Ein Mikrokosmos in der Millionen-Stadt

Nachdem ich Ko Kret hinter mir lasse, düsen wir in atemberaubendem Tempo ein Stück auf dem Hauptfluss. An beiden Ufern wechseln sich turmhohe Apartmentblocks und anonyme Gewerbegebäude ab. Urbane Betonburgen haben traditionelle Stelzenhäuser verdrängt.

Mein Bootsführer legt die federleichte Holzbarke in eine steile Kurve und schiesst durch eine enge Schleuse in einen Nebenkanal. Hier drosselt er das Tempo und schon tuckern wir gemächlich durch den engen Wasserweg. Unvermittelt bin ich in einer stillen und üppig grünen Welt angelangt. Es ist ein Mikrokosmos, der mit der fünfzehn Millionen-Metropolregion nichts gemeinsam hat.

Freundliche Begegnungen auf den Kanälen Bangkoks. Bild: Tamer Karaoglu

Einfache Blechhütten reihen sich an hundertjährige Teakholzhäuser, die auf Stelzen stehend waghalsig über die Uferböschung und schwimmende Teppiche aus Lotosblüten und Wasserspargel hinausreichen. Es riecht nach Holzfeuer und dampfenden Kochtöpfen. Gleichzeitig verbreitet die feuchte Tropenluft eine lethargische Atmosphäre. Meine Sinne aber sind hellwach und ich verinnerliche jedes Geräusch und jeden Geruch. Hunde kläffen, am Ufer spielen laut lachende Kinder und ältere Menschen winken mir freundlich von ihren Terrassen zu. Ich bin in Siam, dem Land des Lächelns, unterwegs.

Schwimmender Supermarkt

Den buddhistischen Tempel Wat Takien steuert man am besten mit dem Boot an. Der gleichnamige Markt nebenan ist ein Augenschmaus und eine bunte Tanzvorführung für den Gaumen. Ausser mir ist keine andere «Langnase» auf dem Markt zu sehen. Heute ist der Markt ruhig, nur wenige Kunden tummeln sich zwischen den Marktständen und dem Steg. Ich bin extra an einem Wochentag hier, denn die meisten Kunden nutzen das Wochenende für ihren Einkauf.

Dann herrscht an der Anlegestelle Hochbetrieb, wenn ein Boot nach dem anderen kurz stoppt, um Gemüse, Früchte, Geflügel, Fisch, Blumen und Dinge des täglichen Bedarfs umzuschlagen.
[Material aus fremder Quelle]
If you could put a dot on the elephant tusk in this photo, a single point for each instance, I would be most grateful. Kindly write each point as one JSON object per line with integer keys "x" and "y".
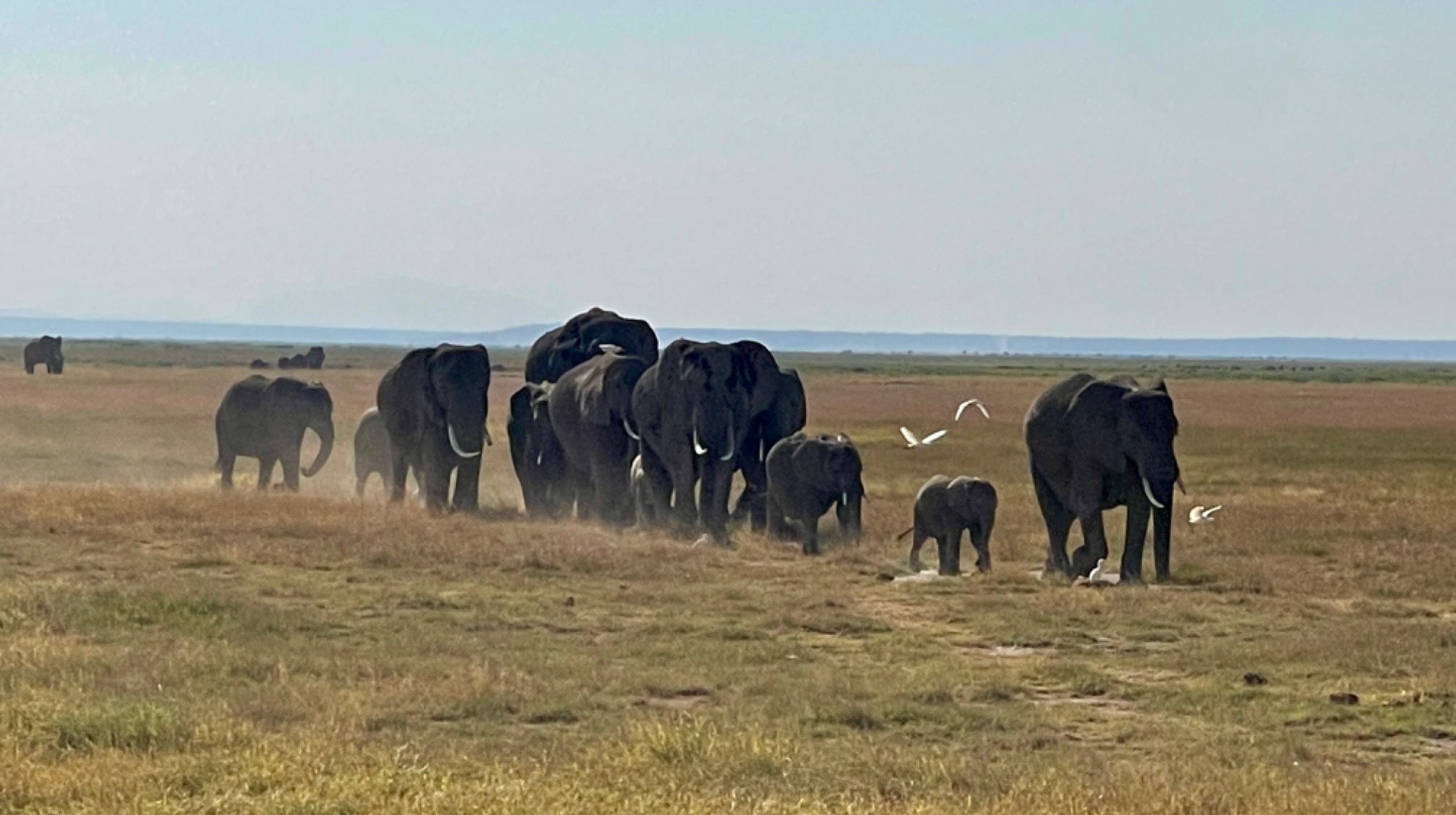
{"x": 456, "y": 445}
{"x": 1148, "y": 491}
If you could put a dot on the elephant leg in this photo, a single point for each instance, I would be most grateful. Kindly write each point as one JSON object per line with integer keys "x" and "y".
{"x": 468, "y": 487}
{"x": 1094, "y": 545}
{"x": 290, "y": 469}
{"x": 1059, "y": 525}
{"x": 982, "y": 541}
{"x": 915, "y": 548}
{"x": 438, "y": 478}
{"x": 714, "y": 500}
{"x": 1132, "y": 570}
{"x": 398, "y": 475}
{"x": 950, "y": 546}
{"x": 809, "y": 532}
{"x": 225, "y": 464}
{"x": 685, "y": 498}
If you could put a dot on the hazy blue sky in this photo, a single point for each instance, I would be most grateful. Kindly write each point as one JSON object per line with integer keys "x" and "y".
{"x": 1133, "y": 170}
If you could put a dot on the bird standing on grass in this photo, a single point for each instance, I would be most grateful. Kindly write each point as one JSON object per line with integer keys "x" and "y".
{"x": 927, "y": 442}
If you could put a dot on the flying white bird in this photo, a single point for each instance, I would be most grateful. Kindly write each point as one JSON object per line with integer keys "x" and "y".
{"x": 968, "y": 404}
{"x": 927, "y": 442}
{"x": 1200, "y": 516}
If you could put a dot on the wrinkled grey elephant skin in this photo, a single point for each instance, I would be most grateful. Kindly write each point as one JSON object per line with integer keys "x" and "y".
{"x": 592, "y": 414}
{"x": 809, "y": 475}
{"x": 44, "y": 351}
{"x": 264, "y": 418}
{"x": 541, "y": 466}
{"x": 1094, "y": 446}
{"x": 777, "y": 411}
{"x": 692, "y": 410}
{"x": 946, "y": 510}
{"x": 582, "y": 338}
{"x": 435, "y": 408}
{"x": 373, "y": 453}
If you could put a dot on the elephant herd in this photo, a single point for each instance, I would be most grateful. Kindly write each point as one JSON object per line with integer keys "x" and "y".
{"x": 612, "y": 429}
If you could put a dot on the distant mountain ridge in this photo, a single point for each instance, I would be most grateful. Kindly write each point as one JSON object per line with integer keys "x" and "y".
{"x": 809, "y": 341}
Neben den Lastbooten legen auch Garküchen an, schwimmende Kaffeehändler auf kleinen Barken tuckern vorbei und selbst Gasflaschen werden an Bord der schmalen Holzkähne angeliefert.
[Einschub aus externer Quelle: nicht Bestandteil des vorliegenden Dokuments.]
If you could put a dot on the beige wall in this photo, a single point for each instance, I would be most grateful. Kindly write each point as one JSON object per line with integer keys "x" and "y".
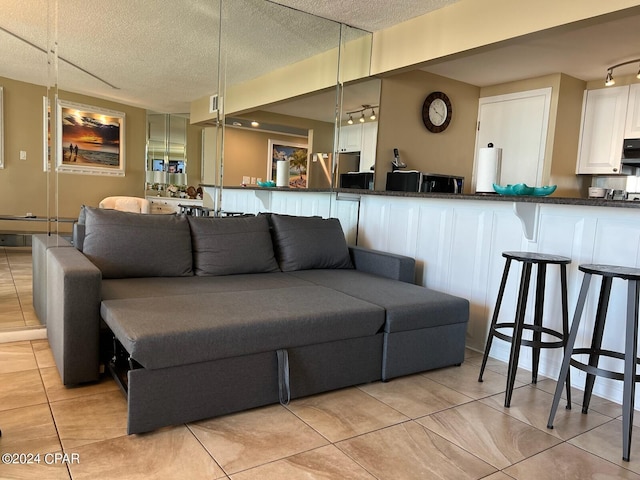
{"x": 400, "y": 126}
{"x": 246, "y": 153}
{"x": 24, "y": 183}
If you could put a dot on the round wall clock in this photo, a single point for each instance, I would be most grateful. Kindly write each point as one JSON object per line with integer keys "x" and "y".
{"x": 436, "y": 112}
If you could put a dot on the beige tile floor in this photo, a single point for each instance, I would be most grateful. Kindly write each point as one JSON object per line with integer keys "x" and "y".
{"x": 434, "y": 425}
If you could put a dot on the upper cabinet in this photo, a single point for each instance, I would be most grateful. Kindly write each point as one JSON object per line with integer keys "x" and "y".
{"x": 632, "y": 125}
{"x": 362, "y": 138}
{"x": 604, "y": 113}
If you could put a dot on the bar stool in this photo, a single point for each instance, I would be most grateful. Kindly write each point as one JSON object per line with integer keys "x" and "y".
{"x": 629, "y": 377}
{"x": 529, "y": 259}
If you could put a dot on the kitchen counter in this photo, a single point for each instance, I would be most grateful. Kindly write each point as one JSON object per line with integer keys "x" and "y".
{"x": 551, "y": 199}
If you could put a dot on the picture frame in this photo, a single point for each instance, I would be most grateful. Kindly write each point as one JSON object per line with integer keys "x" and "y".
{"x": 90, "y": 140}
{"x": 298, "y": 156}
{"x": 1, "y": 128}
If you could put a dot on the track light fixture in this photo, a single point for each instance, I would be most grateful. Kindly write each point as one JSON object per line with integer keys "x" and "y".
{"x": 610, "y": 81}
{"x": 361, "y": 111}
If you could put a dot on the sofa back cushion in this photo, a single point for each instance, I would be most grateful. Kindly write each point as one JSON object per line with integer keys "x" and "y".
{"x": 305, "y": 243}
{"x": 232, "y": 245}
{"x": 124, "y": 245}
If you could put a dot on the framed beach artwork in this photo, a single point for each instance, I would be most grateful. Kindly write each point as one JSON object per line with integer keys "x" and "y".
{"x": 298, "y": 156}
{"x": 90, "y": 140}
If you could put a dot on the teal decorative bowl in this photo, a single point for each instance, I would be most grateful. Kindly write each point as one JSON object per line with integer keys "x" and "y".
{"x": 524, "y": 189}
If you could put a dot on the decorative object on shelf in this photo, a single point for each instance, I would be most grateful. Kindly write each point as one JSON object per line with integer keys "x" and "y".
{"x": 436, "y": 112}
{"x": 521, "y": 189}
{"x": 297, "y": 155}
{"x": 609, "y": 81}
{"x": 362, "y": 111}
{"x": 103, "y": 154}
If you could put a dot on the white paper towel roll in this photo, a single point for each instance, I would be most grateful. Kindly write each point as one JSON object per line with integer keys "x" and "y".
{"x": 488, "y": 169}
{"x": 282, "y": 173}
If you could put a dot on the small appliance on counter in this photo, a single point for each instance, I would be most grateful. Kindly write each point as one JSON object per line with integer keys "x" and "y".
{"x": 404, "y": 181}
{"x": 441, "y": 183}
{"x": 359, "y": 180}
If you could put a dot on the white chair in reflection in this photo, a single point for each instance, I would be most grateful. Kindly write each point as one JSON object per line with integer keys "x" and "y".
{"x": 127, "y": 204}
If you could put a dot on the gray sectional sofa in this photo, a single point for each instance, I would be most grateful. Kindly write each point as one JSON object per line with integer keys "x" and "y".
{"x": 199, "y": 317}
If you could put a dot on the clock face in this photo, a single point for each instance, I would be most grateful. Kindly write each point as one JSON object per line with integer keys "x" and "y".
{"x": 436, "y": 112}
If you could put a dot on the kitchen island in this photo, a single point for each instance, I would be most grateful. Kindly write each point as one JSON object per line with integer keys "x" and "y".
{"x": 458, "y": 240}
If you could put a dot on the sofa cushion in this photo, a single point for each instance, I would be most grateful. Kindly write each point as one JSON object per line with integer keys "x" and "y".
{"x": 165, "y": 331}
{"x": 408, "y": 306}
{"x": 303, "y": 243}
{"x": 234, "y": 245}
{"x": 123, "y": 244}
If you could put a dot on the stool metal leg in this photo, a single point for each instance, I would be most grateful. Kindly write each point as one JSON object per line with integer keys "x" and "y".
{"x": 517, "y": 332}
{"x": 564, "y": 369}
{"x": 537, "y": 320}
{"x": 631, "y": 342}
{"x": 494, "y": 319}
{"x": 596, "y": 340}
{"x": 565, "y": 324}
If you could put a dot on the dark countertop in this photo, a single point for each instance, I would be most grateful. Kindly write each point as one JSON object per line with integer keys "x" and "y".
{"x": 551, "y": 199}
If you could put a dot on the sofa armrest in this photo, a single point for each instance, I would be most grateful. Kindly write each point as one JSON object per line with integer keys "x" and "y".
{"x": 40, "y": 243}
{"x": 389, "y": 265}
{"x": 73, "y": 314}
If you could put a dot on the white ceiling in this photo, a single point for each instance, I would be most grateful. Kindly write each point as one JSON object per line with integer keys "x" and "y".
{"x": 162, "y": 55}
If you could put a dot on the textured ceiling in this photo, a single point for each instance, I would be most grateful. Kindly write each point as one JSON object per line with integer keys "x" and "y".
{"x": 162, "y": 55}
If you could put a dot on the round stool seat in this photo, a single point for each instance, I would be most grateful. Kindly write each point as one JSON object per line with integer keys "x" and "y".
{"x": 627, "y": 273}
{"x": 533, "y": 257}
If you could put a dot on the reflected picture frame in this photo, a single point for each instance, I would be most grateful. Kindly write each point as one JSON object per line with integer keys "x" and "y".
{"x": 297, "y": 154}
{"x": 90, "y": 140}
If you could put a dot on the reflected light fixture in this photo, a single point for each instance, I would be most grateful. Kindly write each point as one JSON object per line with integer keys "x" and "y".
{"x": 610, "y": 81}
{"x": 362, "y": 111}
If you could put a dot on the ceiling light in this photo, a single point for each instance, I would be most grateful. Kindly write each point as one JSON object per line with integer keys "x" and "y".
{"x": 609, "y": 80}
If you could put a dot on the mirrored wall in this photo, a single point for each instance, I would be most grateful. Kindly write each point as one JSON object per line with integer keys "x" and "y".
{"x": 94, "y": 64}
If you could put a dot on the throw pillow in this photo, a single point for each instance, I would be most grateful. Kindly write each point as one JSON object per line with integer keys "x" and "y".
{"x": 124, "y": 245}
{"x": 232, "y": 245}
{"x": 305, "y": 243}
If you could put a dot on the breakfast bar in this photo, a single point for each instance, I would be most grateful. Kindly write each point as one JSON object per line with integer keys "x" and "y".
{"x": 457, "y": 241}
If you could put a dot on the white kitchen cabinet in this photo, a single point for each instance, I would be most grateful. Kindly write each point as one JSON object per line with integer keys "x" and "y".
{"x": 369, "y": 145}
{"x": 350, "y": 138}
{"x": 604, "y": 112}
{"x": 632, "y": 125}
An den Wochenenden herrscht an den Anlegestellen der schwimmenden Marktes Hochbetrieb. Bild: Matthias Reimann

Nachdem meine einheimische Reiseleiterin bemerkt hat, dass ich mich für authentische Thai-Gerichte begeistere, lässt sie mich überall kosten und riechen. Hier eine unbekannte Frucht, dort ein Büschel intensiv riechender Kräuter oder ein Löffel pikanter Suppe. Und natürlich muss ich auch das Omelett mit Sojasprossen, Tofu, gerösteten Erdnüssen und süss-saurem Tamarindensaft probieren, das auf einer schwimmenden Küche vor der Markthalle zubereitet wird. Ich erlebe ein deliziöses Feuerwerk von scharf über fruchtig zu süss und hin zu sauer, von unbekannt zu dennoch sehr vertraut.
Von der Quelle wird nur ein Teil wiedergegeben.